Лихорадочно заработал Юрка мозгами, но рифмы не нашел и тогда пустился в обширное теоретизирование:
— Не на все слова есть прямые рифмы. Но можно придумать что-то похожее… Например… Ну например… — И, не вспомнив никакого примера, вдруг нашелся: — Или изменить ударение, это в стихах допускается. Например, вместо «зе́ркало», сказать «зерка́ло» — и тогда пожалуйста: зерка́ло — лекало — блукало — долбало — алкало… — И сам удивился, как ловко, а главное — как умно выпутался из такой сложной ловушки. Даже лоб вспотел. Ай да Юрка, не дурак все-таки!
— Алкало! Алкало! Это от слова «алкаш»? — удивленно произнес один из ребят, и все почему-то посмотрели на сидевшего на краешке скамейки помятого мужичонку, который слушал их и участливо улыбался. И всем стало вдруг неловко, и все вдруг притихли, но вскоре снова заговорили, зашумели. Кто-то вспомнил о билетах, а тот, у кого были билеты, сделал вид, что их у него нет, и пошло!
— Ребята, а если ревизор нагрянет? — всерьез забеспокоились девочки.
— А я отвечу ревизору: «У меня билет на сто лет и без проверки», — храбрился Юрка.
Мужичонка покачал головой на эти Юркины слова и сказал:
— Нет, парень, сто лет ты не проживешь.
— А сколько? — заинтересовался Юрка.
— Тридцать всего. Тебя ждет слава! Но короткая.
— Тридцать лет! Ого! — засмеялся Юрка, а про себя прикинул: «Пушкин прожил тридцать восемь, а Лермонтов и до тридцати не дотянул. — И вполне удовлетворился: — Хватит!»
А ребята атаковали мужичонку, лезли к нему наперебой:
— Дядя, а я сколько проживу?
— А я?..
— А я?..
— Мне погадайте…
И вновь объявившийся гадальщик охотно отмеривал всем — кому больше, кому меньше. Никого не обижал. Инге отвалил восемьдесят восемь лет, чем рассмешил всех до слез:
— Вот старушечка будет! Девяносто лет почти!
Юрка был впечатлительный, мнительный, расположенный к предрассудкам. Гадание запомнил, особенно запало ему в душу, что его ждет слава. Какая? Неважно. «Буду знаменитым!» — пело у него в душе. На годы он не обратил особого внимания, для него и впрямь это было еще очень далеко.
Вечером, рассказывая матери о гадальщике в поезде, особенно напирал на свое славное будущее. Но мать, выслушав Юрку, не выразила радости, сказала удрученно:
— Боже мой!.. Ясновидец какой-то тебе встретился. Значит, и тебе так мало отмерено: ведь отец-то твой умер тридцати лет.
— Ерунда! Главное он сказал — меня ждет слава! — воскликнул Юрка. — Я буду великим поэтом!
— Будешь, Юрочка! Обязательно будешь! — воздела мать руки к небесам. — Только учись, только учись, будь умницей!
Но учился Юрка так себе, особой усидчивостью не отличался, над уроками не очень корпел, схватывал верхушки знаний — и тем довольствовался. Более или менее старался быть всегда «на плаву» по литературе и языку, понимал: тут он должен держать марку — как-никак будущий литератор!
В его лености виноваты были в большей мере учителя. Они будто сговорились, что будущее Чижикова уже определено, и ему никогда не понадобятся ни физика, ни тригонометрия, выводили ему «международную» оценку — тройку, а кое-кто даже и четверку, и были довольны собой и своим учеником. Они целиком и полностью отдали его на откуп литераторше Марье-Ванне — это, мол, ее кадр, так пусть она его и тащит. И Марья-Ванна тащила. Да не просто тащила, она несла его как свое знамя!
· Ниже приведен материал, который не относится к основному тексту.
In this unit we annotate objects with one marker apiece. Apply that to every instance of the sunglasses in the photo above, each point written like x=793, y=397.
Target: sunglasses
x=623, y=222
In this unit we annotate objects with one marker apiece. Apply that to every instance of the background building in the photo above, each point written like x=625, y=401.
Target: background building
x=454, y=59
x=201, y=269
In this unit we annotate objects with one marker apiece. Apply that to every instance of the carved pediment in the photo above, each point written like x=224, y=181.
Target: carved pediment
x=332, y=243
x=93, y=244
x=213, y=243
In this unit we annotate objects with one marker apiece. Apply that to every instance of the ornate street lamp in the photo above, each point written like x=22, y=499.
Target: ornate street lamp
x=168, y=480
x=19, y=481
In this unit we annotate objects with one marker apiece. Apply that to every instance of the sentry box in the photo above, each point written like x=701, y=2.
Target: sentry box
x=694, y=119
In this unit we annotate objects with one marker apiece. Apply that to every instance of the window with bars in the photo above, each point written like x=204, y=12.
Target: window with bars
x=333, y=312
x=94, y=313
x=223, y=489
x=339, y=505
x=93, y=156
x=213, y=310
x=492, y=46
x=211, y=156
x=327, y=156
Лишь один учитель не поддерживал общего мнения своих коллег о Юрке — это химик Олег Петрович Судаков, по кличке конечно же Судак. Сначала он возражал им, а потом бросил это бесполезное занятие и только посмеивался про себя, слушая их прогнозы насчет Чижикова. Прочитав очередной Юркин опус в стенгазете, он вздыхал и крутил головой, пока не скрывался за дверью учительской.
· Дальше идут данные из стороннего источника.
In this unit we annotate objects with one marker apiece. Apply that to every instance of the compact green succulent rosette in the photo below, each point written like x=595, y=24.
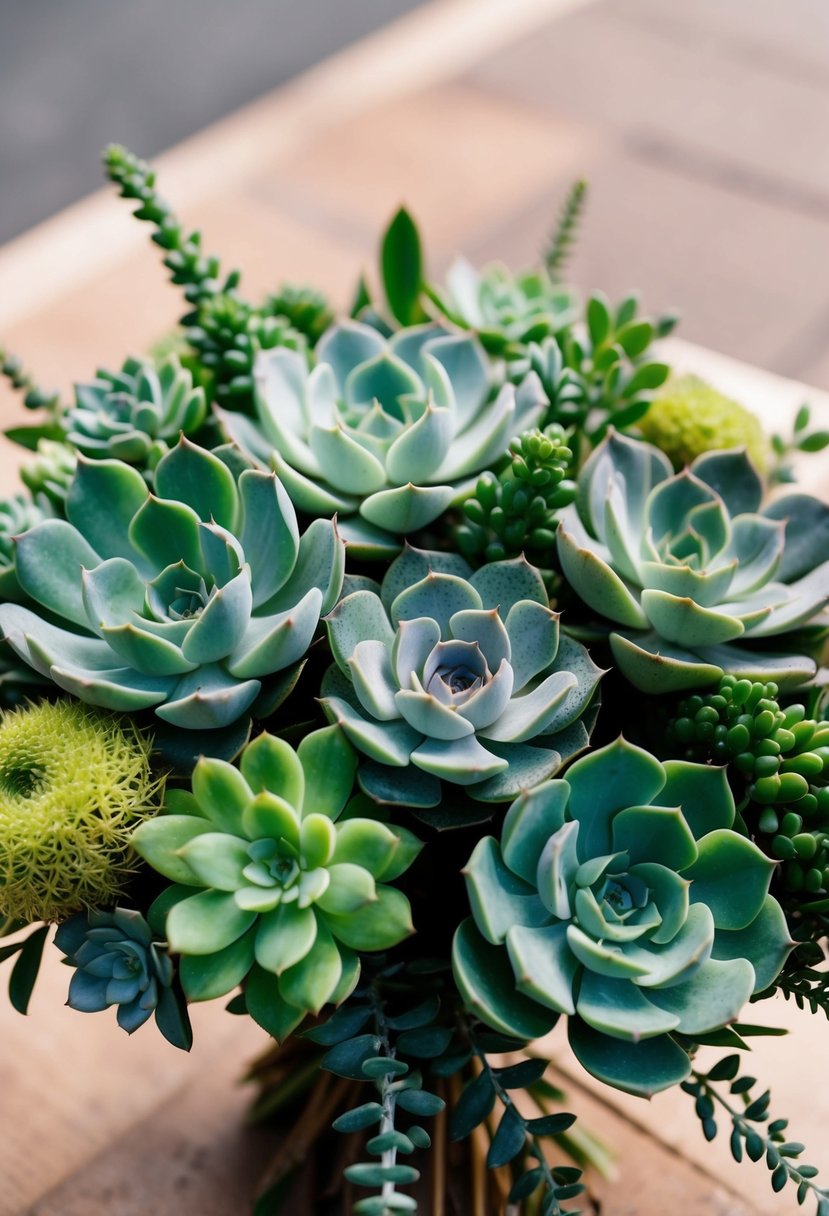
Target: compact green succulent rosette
x=137, y=414
x=383, y=432
x=691, y=568
x=443, y=675
x=621, y=898
x=184, y=600
x=507, y=310
x=280, y=880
— Вы к нему несправедливы, — обороняла своего питомца Марья-Ванна. — Вы судите его по своей химии. Но химия ведь еще не лакмусовая бумажка для определений такого рода? И притом — химия действительно трудный предмет.
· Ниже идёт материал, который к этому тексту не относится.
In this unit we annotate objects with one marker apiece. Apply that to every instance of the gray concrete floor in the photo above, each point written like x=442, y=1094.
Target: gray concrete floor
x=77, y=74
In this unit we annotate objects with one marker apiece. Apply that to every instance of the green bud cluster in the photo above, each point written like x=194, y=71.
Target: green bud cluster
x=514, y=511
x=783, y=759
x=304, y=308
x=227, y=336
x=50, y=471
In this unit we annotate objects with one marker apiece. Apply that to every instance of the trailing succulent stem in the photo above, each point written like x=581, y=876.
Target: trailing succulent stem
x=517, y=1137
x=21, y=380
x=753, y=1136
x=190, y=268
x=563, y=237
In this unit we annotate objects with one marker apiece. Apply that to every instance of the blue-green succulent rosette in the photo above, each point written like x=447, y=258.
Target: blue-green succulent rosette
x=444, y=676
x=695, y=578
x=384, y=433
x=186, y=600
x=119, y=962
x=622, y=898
— Для лодырей и умственно недоразвитых, — коротко отвечал Олег Петрович.
Химия Юрке действительно не давалась. Иногда он становился прямо в тупик: неужели он и впрямь недоумок какой? Несколько раз всерьез принимался за нее, но ничего не получалось. Эти формулы, формулы, дальше H2
O и CO4 ничего не запоминалось. Уже после двух-трех страниц учебника в его голове образовывался сплошной сумбур.